The teacher answered:  You must only stop the disinhibition, and menstruation must descend again on its own accord. Do not consider this strange. The reason why disinhibition that is not stopped leads to interruption in [the flow of] blood is merely that disinhibition below collapses the fluids, and therefore the menstrual period is interrupted. When the disinhibition is stopped, the fluids recover, and the menstrual period must descend again on its own accord.

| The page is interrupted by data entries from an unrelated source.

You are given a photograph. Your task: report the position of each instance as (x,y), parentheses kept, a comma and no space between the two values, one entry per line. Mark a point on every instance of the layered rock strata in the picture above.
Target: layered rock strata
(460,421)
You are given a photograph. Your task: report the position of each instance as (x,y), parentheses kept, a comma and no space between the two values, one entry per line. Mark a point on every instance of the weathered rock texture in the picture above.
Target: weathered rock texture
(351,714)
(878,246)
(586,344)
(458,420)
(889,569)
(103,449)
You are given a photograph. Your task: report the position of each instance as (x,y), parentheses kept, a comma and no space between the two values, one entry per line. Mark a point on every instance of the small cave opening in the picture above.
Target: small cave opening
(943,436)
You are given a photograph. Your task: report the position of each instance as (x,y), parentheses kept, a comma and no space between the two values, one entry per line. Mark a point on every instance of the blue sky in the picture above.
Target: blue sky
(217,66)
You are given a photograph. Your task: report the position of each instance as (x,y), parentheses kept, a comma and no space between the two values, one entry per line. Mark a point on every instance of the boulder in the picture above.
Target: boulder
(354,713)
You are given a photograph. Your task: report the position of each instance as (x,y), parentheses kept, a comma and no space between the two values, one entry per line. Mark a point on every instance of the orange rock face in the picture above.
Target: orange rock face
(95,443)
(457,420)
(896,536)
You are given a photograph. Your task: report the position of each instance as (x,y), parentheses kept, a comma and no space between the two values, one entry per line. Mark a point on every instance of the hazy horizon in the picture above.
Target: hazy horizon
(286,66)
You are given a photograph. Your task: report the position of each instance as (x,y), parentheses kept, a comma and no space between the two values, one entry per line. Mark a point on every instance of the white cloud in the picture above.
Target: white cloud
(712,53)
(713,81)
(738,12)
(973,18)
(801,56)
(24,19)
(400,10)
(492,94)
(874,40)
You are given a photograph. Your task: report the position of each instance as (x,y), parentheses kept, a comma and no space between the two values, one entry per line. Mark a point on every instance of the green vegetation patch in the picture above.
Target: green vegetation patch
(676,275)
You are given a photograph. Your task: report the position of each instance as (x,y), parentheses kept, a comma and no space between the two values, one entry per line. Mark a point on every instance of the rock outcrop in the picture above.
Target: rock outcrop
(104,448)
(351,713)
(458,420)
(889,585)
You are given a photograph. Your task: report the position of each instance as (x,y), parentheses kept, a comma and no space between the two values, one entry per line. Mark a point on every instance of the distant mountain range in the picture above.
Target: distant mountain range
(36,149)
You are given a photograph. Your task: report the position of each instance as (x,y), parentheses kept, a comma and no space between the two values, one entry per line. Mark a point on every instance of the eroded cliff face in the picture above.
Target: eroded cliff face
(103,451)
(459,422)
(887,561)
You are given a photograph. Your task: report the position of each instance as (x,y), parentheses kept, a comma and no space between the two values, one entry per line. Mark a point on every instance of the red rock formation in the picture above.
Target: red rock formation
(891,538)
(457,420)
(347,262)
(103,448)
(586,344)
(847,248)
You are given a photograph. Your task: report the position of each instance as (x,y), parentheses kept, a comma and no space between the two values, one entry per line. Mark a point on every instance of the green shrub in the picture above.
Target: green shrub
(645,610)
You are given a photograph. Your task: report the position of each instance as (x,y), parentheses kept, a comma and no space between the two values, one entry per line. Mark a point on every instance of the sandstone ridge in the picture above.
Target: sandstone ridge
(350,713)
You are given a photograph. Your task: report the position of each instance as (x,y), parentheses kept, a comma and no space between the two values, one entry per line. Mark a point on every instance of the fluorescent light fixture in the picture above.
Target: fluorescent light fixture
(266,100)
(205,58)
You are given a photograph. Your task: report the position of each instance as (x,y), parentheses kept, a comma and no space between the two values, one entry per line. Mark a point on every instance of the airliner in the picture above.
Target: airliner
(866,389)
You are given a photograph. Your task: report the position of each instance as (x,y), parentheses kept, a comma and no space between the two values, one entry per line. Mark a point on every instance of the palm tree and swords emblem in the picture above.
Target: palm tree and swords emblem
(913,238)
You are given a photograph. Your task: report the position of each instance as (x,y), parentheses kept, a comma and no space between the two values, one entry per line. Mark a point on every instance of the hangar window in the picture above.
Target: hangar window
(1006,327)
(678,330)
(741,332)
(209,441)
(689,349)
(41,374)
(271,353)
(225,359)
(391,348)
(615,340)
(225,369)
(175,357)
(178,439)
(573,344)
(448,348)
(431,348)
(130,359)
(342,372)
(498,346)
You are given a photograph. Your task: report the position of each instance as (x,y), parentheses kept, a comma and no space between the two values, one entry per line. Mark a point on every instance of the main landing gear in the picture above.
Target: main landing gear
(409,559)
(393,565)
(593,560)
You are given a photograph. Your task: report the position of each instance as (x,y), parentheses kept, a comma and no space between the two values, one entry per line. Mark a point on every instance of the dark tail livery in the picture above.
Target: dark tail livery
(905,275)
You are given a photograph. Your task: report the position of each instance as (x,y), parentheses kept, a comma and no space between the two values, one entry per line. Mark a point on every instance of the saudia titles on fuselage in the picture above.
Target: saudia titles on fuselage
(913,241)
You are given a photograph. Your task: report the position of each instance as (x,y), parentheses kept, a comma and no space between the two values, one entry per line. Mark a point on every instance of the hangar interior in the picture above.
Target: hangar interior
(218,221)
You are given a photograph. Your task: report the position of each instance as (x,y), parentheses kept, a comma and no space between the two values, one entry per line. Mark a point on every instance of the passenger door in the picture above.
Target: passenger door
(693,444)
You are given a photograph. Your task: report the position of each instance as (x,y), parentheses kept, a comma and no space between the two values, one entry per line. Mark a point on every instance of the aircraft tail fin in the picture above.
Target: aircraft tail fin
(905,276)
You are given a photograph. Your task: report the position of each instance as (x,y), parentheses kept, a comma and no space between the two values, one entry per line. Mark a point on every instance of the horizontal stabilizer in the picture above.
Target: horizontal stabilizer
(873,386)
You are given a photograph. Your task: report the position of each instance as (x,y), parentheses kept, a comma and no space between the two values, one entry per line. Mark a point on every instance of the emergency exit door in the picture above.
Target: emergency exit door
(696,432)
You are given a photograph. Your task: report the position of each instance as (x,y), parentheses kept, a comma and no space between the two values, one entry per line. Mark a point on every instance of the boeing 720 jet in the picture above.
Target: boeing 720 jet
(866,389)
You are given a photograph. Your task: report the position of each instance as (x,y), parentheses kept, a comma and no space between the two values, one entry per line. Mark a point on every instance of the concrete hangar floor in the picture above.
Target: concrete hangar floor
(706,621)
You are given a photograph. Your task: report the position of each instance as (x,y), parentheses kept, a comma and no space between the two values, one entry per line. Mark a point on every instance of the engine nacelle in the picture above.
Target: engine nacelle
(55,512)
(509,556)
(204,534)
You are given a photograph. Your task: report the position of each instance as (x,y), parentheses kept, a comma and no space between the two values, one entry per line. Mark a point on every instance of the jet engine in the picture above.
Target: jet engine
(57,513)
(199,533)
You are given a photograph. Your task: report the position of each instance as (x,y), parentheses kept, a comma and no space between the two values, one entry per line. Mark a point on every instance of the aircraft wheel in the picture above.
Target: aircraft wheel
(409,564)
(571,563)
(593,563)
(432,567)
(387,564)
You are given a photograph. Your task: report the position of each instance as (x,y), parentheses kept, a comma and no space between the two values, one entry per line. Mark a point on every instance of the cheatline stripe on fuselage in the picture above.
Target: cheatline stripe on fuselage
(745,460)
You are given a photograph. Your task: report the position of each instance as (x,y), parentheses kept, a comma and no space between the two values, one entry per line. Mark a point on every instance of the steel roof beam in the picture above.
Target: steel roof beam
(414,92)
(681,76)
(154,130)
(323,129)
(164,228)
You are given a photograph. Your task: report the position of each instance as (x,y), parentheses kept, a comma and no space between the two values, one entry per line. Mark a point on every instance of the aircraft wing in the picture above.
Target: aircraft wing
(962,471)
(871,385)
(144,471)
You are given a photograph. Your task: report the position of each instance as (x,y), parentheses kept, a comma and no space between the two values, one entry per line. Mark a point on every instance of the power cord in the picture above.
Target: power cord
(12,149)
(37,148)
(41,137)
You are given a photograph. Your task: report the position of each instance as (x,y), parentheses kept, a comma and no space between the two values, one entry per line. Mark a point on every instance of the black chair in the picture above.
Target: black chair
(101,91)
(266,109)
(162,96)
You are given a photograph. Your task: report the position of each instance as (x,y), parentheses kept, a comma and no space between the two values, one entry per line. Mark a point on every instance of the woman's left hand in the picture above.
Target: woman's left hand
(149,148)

In terms of clinical treatment, the take-away here is that while traditional Chinese gynecology places great emphasis on restoring the free flow of menstrual fluid, it is always essential to diagnose carefully what the cause of the interruption is and to treat that cause, rather than just prescribing medicinal or manual treatments that restore the bleeding. In the present case, for example, prescribing drastic formulas to “break the blood” or “free the flow,” known in Chinese as 通經藥 tōngjīng yào (“medicinals to free the menstrual flow,” or emmenagogues in biomedical terminology), would be a tempting approach for a mediocre medical practitioner who only sees the stopped menstruation and misses the root condition of weakness in the digestive system compounded by the presence of external evils. Such a treatment might succeed in temporarily restoring the menses and thus perhaps even satisfy an unsuspecting patient, but at what price? These drastic medicinals would surely aggravate the weakness in the stomach and intestines and further deprive the body of the fluids that it needs for its healthy functioning. And without additional treatment of the root condition, the problem of the interrupted menses would only be bound to return in the following month. If such a patient had originally consulted the practitioner because of fertility issues, it is clear that a harsh treatment of forcibly restoring the menstrual flow would have the opposite long-term effect of only further weakening this patient’s digestive system and worsening the collapse of fluids.